Concise Encyclopedia of Tufts HistorySauer, Anne
Thayer, Charles Paine, 1843-1910
|Charles Paine Thayer (1843-1910), professor of Anatomy and originator of the idea of establishing the Tufts University Medical College, and was one of the original seven members of the faculty. He also served as the school's first secretary and purchasing agent.|
Born in West Randolph, Vermont, on January 22, 1843, Thayer was the son of Doctor Samuel White, who is credited with reestablishing the Medical Department at University of Vermont. Thayer entered the university in 1860, but his studies were interrupted when he enlistedfor military service in the Civil War. Following the war, Thayer returned to Vermont to pursue courses in the university's medical department. He received his medical degree from there in 1865.
Following stints as a private practitioner and Northern Pacific Railroad Surgeon, Thayer returned to University of Vermont's Medical School as assistant in Histology and Physiology and instructor, and later, adjunct professor in Anatomy. By the time Thayer and his wife, Alice Bemis, moved to Boston in 1878, he was primarily concerned with the problems of medical education.

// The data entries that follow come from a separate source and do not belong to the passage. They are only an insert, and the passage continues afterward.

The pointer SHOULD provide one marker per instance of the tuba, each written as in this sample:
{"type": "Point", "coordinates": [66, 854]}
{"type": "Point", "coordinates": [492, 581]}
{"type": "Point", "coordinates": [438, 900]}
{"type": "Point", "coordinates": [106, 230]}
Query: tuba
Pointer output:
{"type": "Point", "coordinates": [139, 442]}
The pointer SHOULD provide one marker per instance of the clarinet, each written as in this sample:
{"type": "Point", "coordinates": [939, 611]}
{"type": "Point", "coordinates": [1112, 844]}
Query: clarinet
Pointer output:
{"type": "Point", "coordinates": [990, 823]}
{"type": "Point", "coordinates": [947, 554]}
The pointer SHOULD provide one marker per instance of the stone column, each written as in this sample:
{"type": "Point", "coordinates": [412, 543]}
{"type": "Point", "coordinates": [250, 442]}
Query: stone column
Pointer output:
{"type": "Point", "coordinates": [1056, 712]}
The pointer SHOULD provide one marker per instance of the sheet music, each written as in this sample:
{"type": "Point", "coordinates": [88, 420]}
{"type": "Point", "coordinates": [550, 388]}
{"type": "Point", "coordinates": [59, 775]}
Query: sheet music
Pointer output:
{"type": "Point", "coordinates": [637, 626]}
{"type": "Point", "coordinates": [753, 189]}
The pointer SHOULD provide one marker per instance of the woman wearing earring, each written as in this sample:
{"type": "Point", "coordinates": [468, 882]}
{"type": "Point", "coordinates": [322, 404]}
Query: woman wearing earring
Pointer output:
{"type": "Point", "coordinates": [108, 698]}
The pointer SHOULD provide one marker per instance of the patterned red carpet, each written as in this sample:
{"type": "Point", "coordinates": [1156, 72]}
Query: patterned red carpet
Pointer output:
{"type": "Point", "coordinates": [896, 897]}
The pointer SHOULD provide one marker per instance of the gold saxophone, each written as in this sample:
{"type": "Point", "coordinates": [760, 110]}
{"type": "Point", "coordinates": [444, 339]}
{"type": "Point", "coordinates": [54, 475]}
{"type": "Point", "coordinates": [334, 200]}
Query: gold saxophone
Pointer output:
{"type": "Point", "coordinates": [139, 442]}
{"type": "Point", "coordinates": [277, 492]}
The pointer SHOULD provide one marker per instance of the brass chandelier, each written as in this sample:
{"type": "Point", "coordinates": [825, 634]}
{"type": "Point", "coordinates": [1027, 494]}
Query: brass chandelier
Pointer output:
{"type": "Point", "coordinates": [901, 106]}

In 1893, when the policies of the College of Physicians and Surgeons in Boston came into question, Thayer, along with six other physicians, removed himself from the corporation. Working with Thayer's idea to create a medical faculty in connection with a university, the physicians approached President Capen of Tufts College, who found the proposal quite favorable, and supported the founding of the Tufts College Medical School in 1893.
Thayer poured his energies into establishing the school, serving as its secretary, purchasing agent, and professor of Anatomy for the college's first twelve years. From 1905 until 1909, Thayer also held the position of emeritus professor of Anatomy. Thayer died of heart disease in 1910 in Atlantic City, New Jersey.
Thayer was Editor of the Atlantic Medical weekly, a Fellow of the Massachusetts Medical Society, and maintained several memberships in Vermont's medical organizations. He received an honorary Master of Arts from the University of Vermont in 1899.